If the default is death, stay alive.
I’ve spent half of my career and most of the past five years working at venture-capital-backed startups. The companies are not profitable. They rely on infusions from investors to keep going. Success is building a business model that eventually escapes the unprofitability trap, rewarding investors and employees. Until that happens, the business is slowly (or quickly!) dying, burning its reserves (runway) toward zero.
The Default is Death
Working at an unprofitable startup is uniquely different from other businesses in that the default is death. Every day, the business draws closer to its end. Business as usual is unacceptable because it results in failure. As a company and employee, you are forced to accept more risk to stay alive.
This environment is terrifying and, if not managed, a source of existential dread as the Sword of Damocles draws ever nearer. It’s also exciting! You have to take risks to survive, so a well-run startup will operate faster and more aggressively than a profitable business.
Cash vs. Time
The two most important resources in a startup are cash and time. They’re so tightly coupled they’re almost the same thing. A company with $1.2M in the bank burning $100k/month has 12 months of runway. Cut burn to $50k/month and runway becomes 24 months. Increase revenue by $50k/month and you get the same result. The game is extending runway until you reach profitability. You won’t grow with $0 in expenses, but you’ll die quickly if you spend your reserves without results; balancing cost and time is the core prioritization tension.
Prioritize Against Runway
So how do you prioritize at an unprofitable startup? The general rule I follow is this:
Don’t work on anything with a timeline longer than your runway UNLESS it unlocks the next fundraise.
In other words, if you will die before you get the benefit and it doesn’t help your next fundraise, don’t do it.
Does this mean that all long-term projects should be abandoned? No. But the vast majority of everyone’s time and resources should be hyper-focused on what needs to be accomplished to enable the next fundraise.
While this advice may seem obvious, it can be difficult to apply in day-to-day operations. Every startup I’ve worked at has struggled with these decisions. Consider the following questions for a company with 6 months of runway:
- Should we hire a marketing guru who will help us generate more revenue 12 months from now? Answer: Don’t hire.
- Should we prepay for next year’s software spend to lock in a discount? Answer: Don’t prepay.
- Should we focus on building a new product that won’t earn revenue for 12 months, or growing revenue from the current product right now? Answer: Short-term revenue (you could argue that progress on a new product could help with fundraising now).
In a vacuum, each alternative seems reasonable. There is work that needs to get done so we need to hire employees. We can save money next year by prepaying. But within the context of runway, these are all decisions that hurt us in the short term with little or no guaranteed benefit.
I purchased Anrok while I was Director of Operations at Phin Security and I loved it (case study here).

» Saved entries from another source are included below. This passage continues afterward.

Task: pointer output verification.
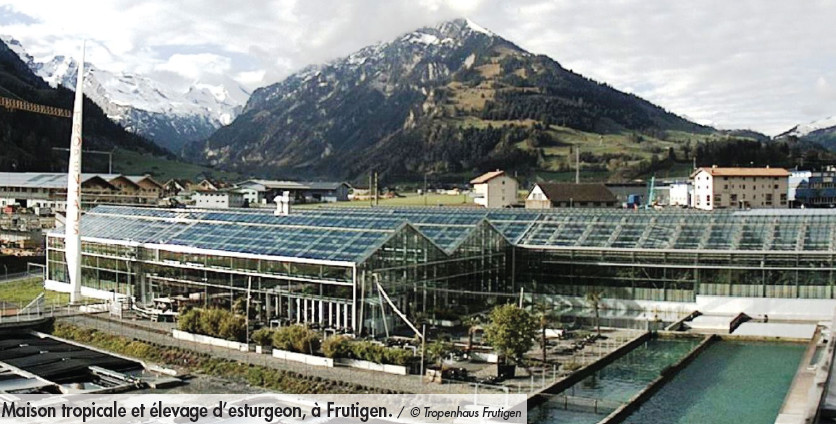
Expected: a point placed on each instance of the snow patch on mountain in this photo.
(169, 116)
(802, 130)
(476, 27)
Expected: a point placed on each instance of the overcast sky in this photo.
(763, 65)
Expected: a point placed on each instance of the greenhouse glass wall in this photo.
(362, 270)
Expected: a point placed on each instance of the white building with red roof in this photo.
(740, 188)
(495, 189)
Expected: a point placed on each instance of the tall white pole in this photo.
(72, 237)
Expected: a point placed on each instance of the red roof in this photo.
(487, 177)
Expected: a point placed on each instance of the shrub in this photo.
(263, 337)
(210, 323)
(336, 347)
(372, 352)
(296, 338)
(233, 327)
(190, 321)
(213, 322)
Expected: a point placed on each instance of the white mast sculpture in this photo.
(72, 237)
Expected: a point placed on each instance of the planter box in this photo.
(490, 358)
(372, 366)
(433, 376)
(319, 361)
(214, 341)
(444, 322)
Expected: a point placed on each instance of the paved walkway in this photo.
(409, 384)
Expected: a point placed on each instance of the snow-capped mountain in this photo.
(821, 132)
(146, 107)
(802, 130)
(437, 98)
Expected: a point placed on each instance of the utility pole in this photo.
(98, 152)
(247, 309)
(376, 189)
(423, 349)
(425, 189)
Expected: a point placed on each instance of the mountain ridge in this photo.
(28, 138)
(386, 106)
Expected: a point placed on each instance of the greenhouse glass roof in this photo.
(352, 234)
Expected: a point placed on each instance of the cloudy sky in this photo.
(759, 64)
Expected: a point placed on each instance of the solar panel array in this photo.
(351, 234)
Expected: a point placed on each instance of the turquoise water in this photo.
(730, 382)
(615, 384)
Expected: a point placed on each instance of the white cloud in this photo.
(764, 65)
(193, 66)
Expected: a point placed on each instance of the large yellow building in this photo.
(741, 188)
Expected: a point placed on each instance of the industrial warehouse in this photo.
(366, 271)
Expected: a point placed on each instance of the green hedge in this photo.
(214, 323)
(297, 338)
(255, 375)
(263, 337)
(342, 347)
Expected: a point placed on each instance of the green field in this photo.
(24, 291)
(132, 163)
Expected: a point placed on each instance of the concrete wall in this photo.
(214, 341)
(319, 361)
(372, 366)
(785, 309)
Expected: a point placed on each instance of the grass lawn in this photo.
(24, 291)
(133, 163)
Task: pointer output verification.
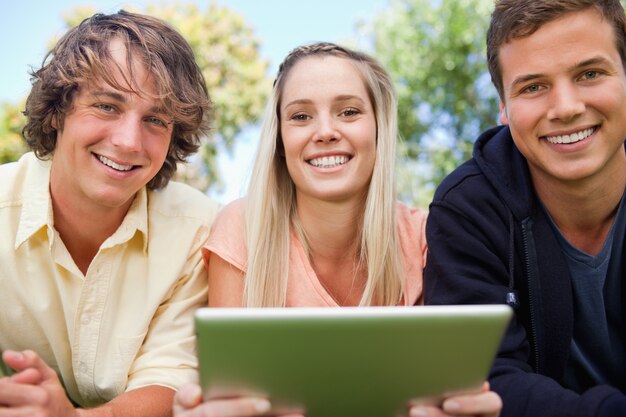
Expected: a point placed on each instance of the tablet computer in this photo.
(347, 361)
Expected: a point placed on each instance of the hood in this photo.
(506, 169)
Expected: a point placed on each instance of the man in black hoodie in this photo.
(537, 217)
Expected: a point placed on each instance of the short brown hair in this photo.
(82, 54)
(513, 19)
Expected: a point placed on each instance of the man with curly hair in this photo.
(99, 252)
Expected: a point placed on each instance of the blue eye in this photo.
(300, 117)
(590, 75)
(156, 121)
(107, 108)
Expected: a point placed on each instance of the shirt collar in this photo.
(37, 205)
(37, 210)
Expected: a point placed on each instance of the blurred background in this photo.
(434, 50)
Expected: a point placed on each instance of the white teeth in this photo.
(329, 161)
(108, 162)
(574, 137)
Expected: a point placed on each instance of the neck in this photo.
(331, 228)
(82, 227)
(584, 210)
(332, 231)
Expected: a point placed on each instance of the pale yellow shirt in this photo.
(126, 324)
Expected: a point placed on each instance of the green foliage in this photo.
(228, 54)
(435, 50)
(12, 144)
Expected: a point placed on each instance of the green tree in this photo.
(227, 51)
(11, 122)
(435, 50)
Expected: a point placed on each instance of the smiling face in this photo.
(565, 99)
(112, 142)
(328, 129)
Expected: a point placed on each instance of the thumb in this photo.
(28, 359)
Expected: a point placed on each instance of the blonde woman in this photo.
(320, 225)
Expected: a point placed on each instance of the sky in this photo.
(26, 28)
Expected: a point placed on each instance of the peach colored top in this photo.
(304, 288)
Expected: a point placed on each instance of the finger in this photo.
(425, 411)
(27, 376)
(28, 359)
(487, 404)
(236, 407)
(187, 397)
(15, 395)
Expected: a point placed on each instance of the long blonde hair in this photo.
(270, 209)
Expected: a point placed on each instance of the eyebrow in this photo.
(340, 98)
(598, 60)
(114, 95)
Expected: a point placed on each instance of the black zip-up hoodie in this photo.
(490, 242)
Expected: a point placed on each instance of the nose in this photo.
(128, 133)
(566, 102)
(327, 130)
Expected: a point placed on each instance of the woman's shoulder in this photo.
(410, 216)
(411, 227)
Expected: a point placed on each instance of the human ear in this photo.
(504, 118)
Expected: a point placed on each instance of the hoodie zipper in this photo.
(531, 306)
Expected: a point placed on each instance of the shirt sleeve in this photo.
(227, 238)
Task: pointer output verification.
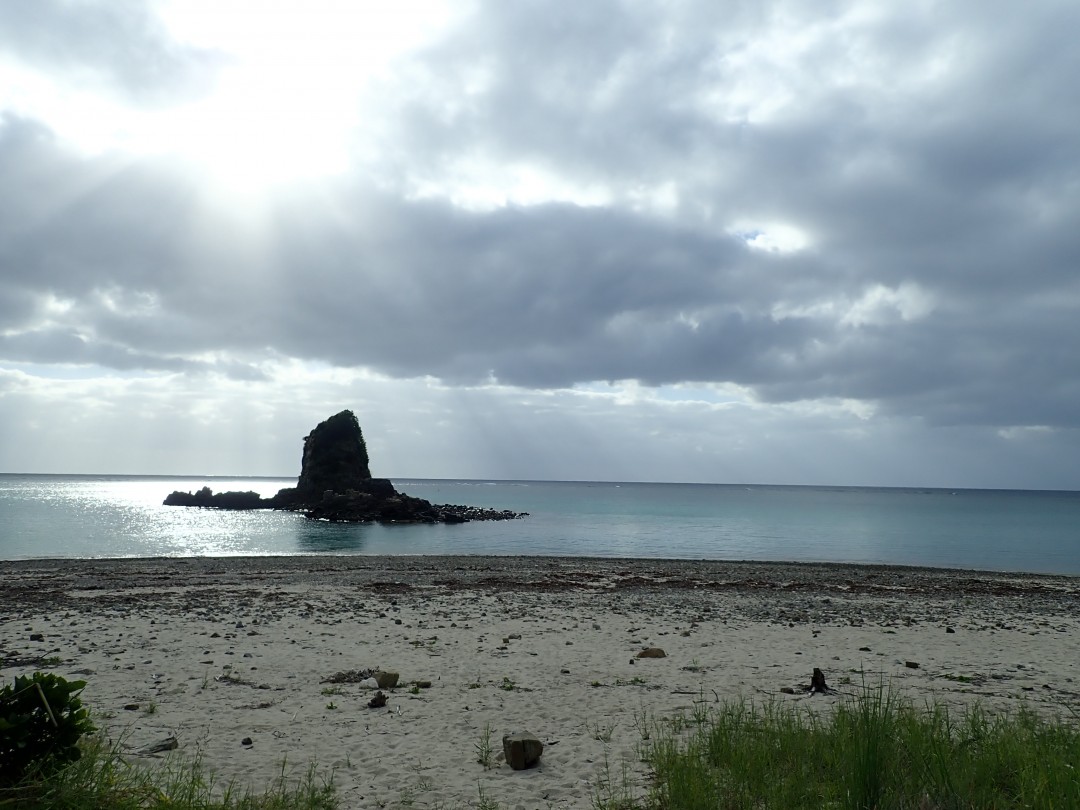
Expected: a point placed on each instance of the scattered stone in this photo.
(170, 743)
(349, 676)
(387, 679)
(522, 750)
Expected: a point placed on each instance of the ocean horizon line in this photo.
(575, 482)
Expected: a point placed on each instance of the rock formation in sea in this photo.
(336, 484)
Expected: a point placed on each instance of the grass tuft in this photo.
(874, 752)
(103, 780)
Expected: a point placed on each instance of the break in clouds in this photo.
(809, 203)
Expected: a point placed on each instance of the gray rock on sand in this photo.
(652, 652)
(387, 679)
(522, 750)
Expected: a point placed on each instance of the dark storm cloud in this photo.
(123, 44)
(929, 159)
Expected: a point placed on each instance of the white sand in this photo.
(162, 633)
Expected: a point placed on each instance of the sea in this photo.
(92, 516)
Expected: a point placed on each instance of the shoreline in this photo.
(217, 650)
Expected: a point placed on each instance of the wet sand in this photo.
(215, 651)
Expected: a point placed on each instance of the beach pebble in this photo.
(652, 652)
(386, 679)
(522, 750)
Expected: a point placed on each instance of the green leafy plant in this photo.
(41, 720)
(484, 748)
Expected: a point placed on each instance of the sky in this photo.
(832, 242)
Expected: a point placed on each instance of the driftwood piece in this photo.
(818, 685)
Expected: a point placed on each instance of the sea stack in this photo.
(335, 457)
(336, 485)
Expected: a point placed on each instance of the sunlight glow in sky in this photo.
(769, 242)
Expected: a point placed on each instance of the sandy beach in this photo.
(237, 658)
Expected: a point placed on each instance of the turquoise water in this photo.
(104, 516)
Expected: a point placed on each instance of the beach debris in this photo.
(652, 652)
(818, 685)
(170, 743)
(387, 679)
(349, 676)
(522, 750)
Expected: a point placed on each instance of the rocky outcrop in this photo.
(336, 485)
(205, 497)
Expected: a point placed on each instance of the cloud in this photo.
(124, 48)
(841, 204)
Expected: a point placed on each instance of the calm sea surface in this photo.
(122, 516)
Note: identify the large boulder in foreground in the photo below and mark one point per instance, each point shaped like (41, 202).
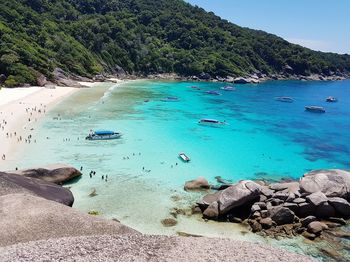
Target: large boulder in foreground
(56, 173)
(331, 182)
(341, 206)
(282, 215)
(13, 183)
(198, 184)
(26, 218)
(238, 195)
(147, 248)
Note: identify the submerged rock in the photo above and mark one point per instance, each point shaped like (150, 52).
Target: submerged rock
(341, 205)
(317, 198)
(316, 227)
(13, 183)
(198, 184)
(238, 195)
(56, 173)
(331, 182)
(169, 222)
(282, 215)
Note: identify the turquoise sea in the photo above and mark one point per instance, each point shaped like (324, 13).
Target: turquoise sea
(263, 139)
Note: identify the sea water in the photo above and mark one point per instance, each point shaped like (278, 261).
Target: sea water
(262, 139)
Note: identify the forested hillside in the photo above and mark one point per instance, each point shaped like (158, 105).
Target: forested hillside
(87, 37)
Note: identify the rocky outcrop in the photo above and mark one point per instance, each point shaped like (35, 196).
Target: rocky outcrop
(62, 78)
(41, 80)
(238, 195)
(281, 215)
(27, 218)
(57, 173)
(198, 184)
(284, 208)
(141, 248)
(331, 182)
(13, 183)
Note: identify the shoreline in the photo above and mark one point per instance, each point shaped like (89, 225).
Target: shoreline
(20, 109)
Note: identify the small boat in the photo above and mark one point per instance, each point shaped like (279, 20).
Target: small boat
(213, 92)
(211, 122)
(103, 135)
(184, 157)
(170, 99)
(331, 99)
(285, 99)
(315, 109)
(228, 88)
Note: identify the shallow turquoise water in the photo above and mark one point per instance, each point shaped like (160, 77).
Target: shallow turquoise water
(264, 139)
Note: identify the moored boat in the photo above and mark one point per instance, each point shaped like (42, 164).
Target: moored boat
(103, 135)
(331, 99)
(228, 88)
(170, 99)
(213, 92)
(184, 157)
(285, 99)
(315, 109)
(211, 122)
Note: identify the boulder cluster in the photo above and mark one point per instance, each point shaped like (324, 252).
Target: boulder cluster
(319, 201)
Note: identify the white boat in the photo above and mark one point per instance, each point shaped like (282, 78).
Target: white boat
(170, 99)
(315, 109)
(103, 135)
(184, 157)
(285, 99)
(213, 92)
(228, 88)
(331, 99)
(211, 122)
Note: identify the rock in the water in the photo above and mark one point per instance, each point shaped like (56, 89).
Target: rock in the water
(27, 218)
(198, 184)
(255, 225)
(341, 205)
(238, 195)
(317, 198)
(316, 227)
(41, 80)
(307, 220)
(212, 211)
(290, 187)
(306, 209)
(57, 173)
(267, 192)
(308, 235)
(266, 223)
(282, 215)
(337, 220)
(325, 210)
(299, 200)
(331, 182)
(169, 222)
(292, 206)
(255, 208)
(13, 183)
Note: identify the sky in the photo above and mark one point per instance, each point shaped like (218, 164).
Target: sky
(322, 25)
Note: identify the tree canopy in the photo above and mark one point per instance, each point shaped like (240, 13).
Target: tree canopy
(87, 37)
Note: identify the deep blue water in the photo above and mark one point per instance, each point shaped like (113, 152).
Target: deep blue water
(263, 139)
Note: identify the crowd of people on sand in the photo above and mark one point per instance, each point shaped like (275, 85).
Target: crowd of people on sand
(22, 135)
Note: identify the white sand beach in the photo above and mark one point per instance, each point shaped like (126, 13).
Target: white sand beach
(20, 108)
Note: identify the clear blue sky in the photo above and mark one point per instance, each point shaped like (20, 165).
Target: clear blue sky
(318, 24)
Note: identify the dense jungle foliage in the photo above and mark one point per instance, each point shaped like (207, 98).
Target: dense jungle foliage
(87, 37)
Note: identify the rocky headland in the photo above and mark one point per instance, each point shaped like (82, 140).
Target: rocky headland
(38, 224)
(315, 207)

What isn’t in that case study: I deliberately delayed buying any sales tax solution until we completed a fundraise and extended our runway. Sales tax compliance, while important. It didn’t contribute to the next raise and would have been, at best, a distraction and, at worst, a drain on scarce resources. Once the fundraise closed, our runway and expectations expanded to include compliance and I moved ahead.
Good decisions made at the wrong time are bad decisions. At a startup, every choice must be evaluated in the context of revenue, profitability, and runway. If your work doesn’t extend runway or unlock the next fundraise, you’re working on the wrong thing. Stop, reflect, and reprioritize.